Honestly, I haven’t been excited for a new release from The Crown in a long time. For one, the quality of their releases has slowly declined since their epic Hell Is Here debut back in 1999. Over the years, members have come and gone and many of the founding members have branched out to other projects to explore or expand on their sound in bands like Marko Tervonen’s Angel Blake and Johan Lindstrand’s One Man Army and the Undead Quartet. Some of these comings-and-goings prompted the band to bring in Tomas Lindberg to cover vocal duties on Crowned in Terror  and Jonas Stålhammar (God Macabre and the short-lived Dobermann) to rasp it out on 2010s Doomsday King.

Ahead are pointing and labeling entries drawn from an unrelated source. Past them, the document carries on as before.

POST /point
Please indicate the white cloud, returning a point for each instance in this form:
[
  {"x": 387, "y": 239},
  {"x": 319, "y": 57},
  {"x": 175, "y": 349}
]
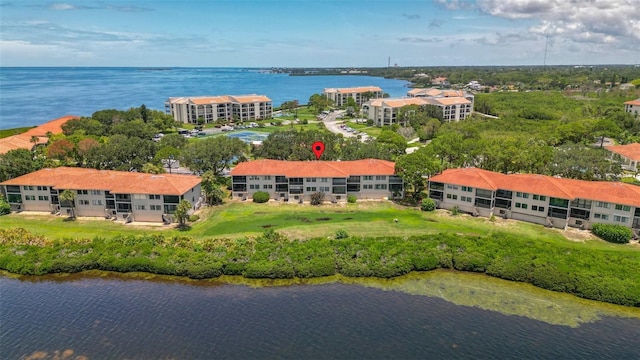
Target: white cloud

The former album was then re-released as Crowned Unholy when Lindstrand returned and replaced Lindberg’s growls with his own, and the latter album was a somewhat disappointing comeback for the band after a six-year absence (for those that disagree with my feelings toward Doomsday King, know that Steel Druhm has been whipping my ass all over the office for my “blasphemous” statements). But now, The Crown is at it again and, after a decade of absence, Lindstrand has taken his rightful place on the throne. Will life-long fans of The Crown finally get that comeback they truly deserve? Can The Crown prove to the metal community that Death Is (indeed) Not Dead?
Within the first few seconds of “Headhunter,” they not only show that Death Is Not Dead, but The Crown crowns you so fucking hard that you’ll never question them again. “Headhunter” incorporates everything that The Crown does best; neck-breaking Hell Is Here and Deathrace King-like thrash, gargantuan death chugs that crush your bones and transform your body into a sack of skin, and melodic moments that borrow from the likes of At the Gates, Dark Tranquillity, Witchery, and The Haunted. The songwriting is memorable and inspired, the sound is heavy-as-fuck, the solos are perfectly placed, and Lindstrand’s vox are earthshattering.
If you’re looking for some of that classic The Crown thrash, look no further than the aforementioned “Headhunter,” “Speed Kills (Full Moon Ahead),” and “Horrid Ways” (the latter has the most badass riff of the album). Never to be outdone, the death elements in their songs are rib bruising. They come down hard and fast, refusing to let up until your pathetic lungs collapse. Examples include the crushing steamrollers that are “Iblis Bane,” “Struck by Lightning” and “Herd of Swine.” The standout in this respect is “Herd of Swine;” where Tervonen proves his abilities behind the kit are on par with his abilities on the fretboard. Throw in the killer intro by longtime bassist Magnus Olsfelt and some guitar support from newbie Robin Sörqvist, and “Herd of Swine” tramples you with its little pig feet. Add some of the best melodic leads and solos yet written by the band and you get highlight tracks like “Ride To Ruin” (which sounds like Goatwhore sexed up The Crown) and “Meduseld.” They just feel so damn good.
But these riffs hold no weight without the barks, rasps, and growls of Lindstrand. His vocal contributions are equivalent to knocking down a house and then setting the rubble on fire. This may seem unnecessary, but you’re wrong. Without fire, it’s just another wrecked building. Be it the Angelripper-like barks on “Iblis Bane,” the anguished roars in the cover of Paradise Lost’s “Eternal,” or the goosebump-inducing grunts at the end of “Herd of Swine,” Lindstrand sounds better and meaner than he has in years.
While Death Is Not Dead is an absolute delight, the production is not. Thankfully the mix is decent and allows every instrument to add their weight to the devastation, but the brickwalling causes The Crown to rattle on your head at times. However, the quality and modernism in the sound beats the shit out of the production found in most of their catalog. And though Death Is Not Dead is not overly long, when “Meduseld” comes to an end, I find myself feeling content. Not only is “Meduseld” one of the best death metal instrumentals I’ve heard in a long time, it’s also the perfect way to close out the album. Actual closer “Godeater” is their weakest track and feels like a letdown after “Meduseld.” Aside from these issues, Death Is Not Dead is a killer album and the proper comeback for longtime fans.